Let’s have another Freetown Cotton Tree

26 May 2023 at 18:59 | 615 views


By Pa Kapr Meyla, Freetown, Sierra Leone

The Freetown Cotton Tree generated tremendous national and global interests on its demise following heavy rain storms on 24 May 2023. The iconic and historic Freetown Cotton Tree represented the ideals of freedom and liberty for the freed slaves who first set eyes on it in 1792 and continued to be an image of national treasure for all Sierra Leoneans until its passing this month.

Hardly would tourists and other visitors go to Sierra Leone without visiting the Freetown Cotton Tree for a piece of its history. The current United States Ambassador to Sierra Leone, David Reimer in his reaction to the news about the fallen Cotton Tree, said the Freetown Cotton Cotton Tree was the first place he visited on assuming office in Sierra Leone in 2021.

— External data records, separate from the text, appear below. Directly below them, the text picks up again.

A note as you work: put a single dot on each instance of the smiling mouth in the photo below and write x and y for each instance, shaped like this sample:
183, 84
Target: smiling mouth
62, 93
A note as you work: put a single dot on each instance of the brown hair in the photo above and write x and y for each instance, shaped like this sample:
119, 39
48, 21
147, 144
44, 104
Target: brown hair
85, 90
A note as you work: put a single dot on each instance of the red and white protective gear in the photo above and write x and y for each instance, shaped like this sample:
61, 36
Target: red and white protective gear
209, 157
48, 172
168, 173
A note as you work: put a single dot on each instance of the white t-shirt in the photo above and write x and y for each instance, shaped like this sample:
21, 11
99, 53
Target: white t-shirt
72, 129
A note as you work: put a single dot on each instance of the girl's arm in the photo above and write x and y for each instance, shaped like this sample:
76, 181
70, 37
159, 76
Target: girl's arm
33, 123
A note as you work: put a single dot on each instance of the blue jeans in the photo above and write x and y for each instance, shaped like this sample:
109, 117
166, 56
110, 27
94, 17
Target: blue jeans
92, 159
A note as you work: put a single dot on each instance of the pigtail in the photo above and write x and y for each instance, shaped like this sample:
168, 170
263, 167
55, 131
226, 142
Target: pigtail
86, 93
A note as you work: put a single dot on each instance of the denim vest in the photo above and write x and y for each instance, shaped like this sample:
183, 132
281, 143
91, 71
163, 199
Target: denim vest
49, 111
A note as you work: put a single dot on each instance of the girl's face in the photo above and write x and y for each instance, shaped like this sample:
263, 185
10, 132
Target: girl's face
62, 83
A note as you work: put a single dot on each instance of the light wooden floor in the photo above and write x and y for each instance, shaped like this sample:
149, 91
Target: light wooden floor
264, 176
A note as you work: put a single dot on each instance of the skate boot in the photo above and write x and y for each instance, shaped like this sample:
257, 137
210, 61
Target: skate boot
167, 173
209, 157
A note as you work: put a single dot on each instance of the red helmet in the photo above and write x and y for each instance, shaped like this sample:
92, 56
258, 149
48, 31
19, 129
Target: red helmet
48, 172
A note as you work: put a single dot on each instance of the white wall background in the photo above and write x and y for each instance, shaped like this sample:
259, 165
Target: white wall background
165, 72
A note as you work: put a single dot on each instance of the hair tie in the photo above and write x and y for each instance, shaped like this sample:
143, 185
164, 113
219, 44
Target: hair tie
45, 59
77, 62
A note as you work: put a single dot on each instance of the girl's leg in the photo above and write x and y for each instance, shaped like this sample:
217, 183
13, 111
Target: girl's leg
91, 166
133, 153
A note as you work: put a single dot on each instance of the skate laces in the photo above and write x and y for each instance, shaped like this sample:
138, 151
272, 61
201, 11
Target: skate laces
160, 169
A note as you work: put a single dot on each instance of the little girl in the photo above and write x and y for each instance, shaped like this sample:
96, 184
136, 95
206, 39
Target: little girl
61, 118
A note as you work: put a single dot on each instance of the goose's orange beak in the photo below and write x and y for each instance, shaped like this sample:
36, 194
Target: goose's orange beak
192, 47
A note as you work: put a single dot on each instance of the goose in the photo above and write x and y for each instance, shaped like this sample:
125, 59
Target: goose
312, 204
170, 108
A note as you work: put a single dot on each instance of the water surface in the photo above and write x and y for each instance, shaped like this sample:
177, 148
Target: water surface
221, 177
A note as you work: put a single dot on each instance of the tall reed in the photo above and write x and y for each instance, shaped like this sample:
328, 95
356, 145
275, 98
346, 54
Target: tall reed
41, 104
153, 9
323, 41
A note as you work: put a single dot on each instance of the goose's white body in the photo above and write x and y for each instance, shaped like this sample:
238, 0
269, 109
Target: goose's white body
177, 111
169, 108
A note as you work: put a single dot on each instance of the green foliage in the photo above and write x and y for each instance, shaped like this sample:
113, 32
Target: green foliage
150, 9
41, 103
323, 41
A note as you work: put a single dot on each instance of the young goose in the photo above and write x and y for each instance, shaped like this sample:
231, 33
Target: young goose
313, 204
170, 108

It is expected that the authorities in Sierra Leone will erect something in the place of the fallen tree as a befitting testament to the great Cotton Tree.

It is on that point that this opinion seeks to canvas support for the idea that a replacement cotton tree will best serve that purpose for the following reasons.

Firstly, if we are to acknowledge the historic significance of the Freetown Cotton Tree and are to show a commitment to preserving its history, there is no other better way to achieve that than by planting a replacement cotton tree.

Secondly, planting a replacement cotton tree comes with the advantage of exploring and showcasing the expertise of Sierra Leonean botanists, conservationists and other experts. Sierra Leonean experts will employ their best expertise to advise on the choice of a replacement cotton tree and put their skills to use by ensuring that the replacement tree is planted, nourished and looked after to assume its rightful place in our national history. This will also be a national tree planting and conservation project for all Sierra Leoneans.

Furthermore, in the era of global warming and climate change, the last thing we should do in a city congested with towerblocks and fossil-fuel-polluting vehicles is to erect another structure made of bricks, mortar and steel. Our city needs a huge carbondioxide-sucking tree right in the middle of Freetown to help, albeit in a small but incremental way to cut down on car pollution and contribute to reducing Co2 in the atmosphere.

Fourthly, history tells us that it always pays off to preserve monuments of national and historic value. They are a source of attraction for locals and tourists to visit.

Moreover, in many other countries of the world where iconic images or structures of national and historic importance are damaged or destroyed, there has been national resolve to replace those iconic images or national structures. The historic Houses of the Westminster Parliament were bombed several times during the Second World War. Today, you wouldn’t even know that the Westminster Parliament was bombed. It was rebuilt and given its historic edifaces and outlook.

The planting of a "New Freetown Cotton Tree" won’t cost as much as the rebuilding of the Westminster Palaces, if we are to use such anology. But we need to keep retelling our history of liberty and freedom represented in the fallen "Freetown Cotton Tree" by planting another magnificent, towering and shining green-leaf "New Freetown Cotton Tree" in the middle of our city.

If this opinion has given you some reasons to believe in the merit of having a replacement cotton tree instead of another structure of bricks and steel in the middle of our city, please let us all make that case louder, constructively and consistently to the authorities who will be making that deicison in the days, weeks or months to come.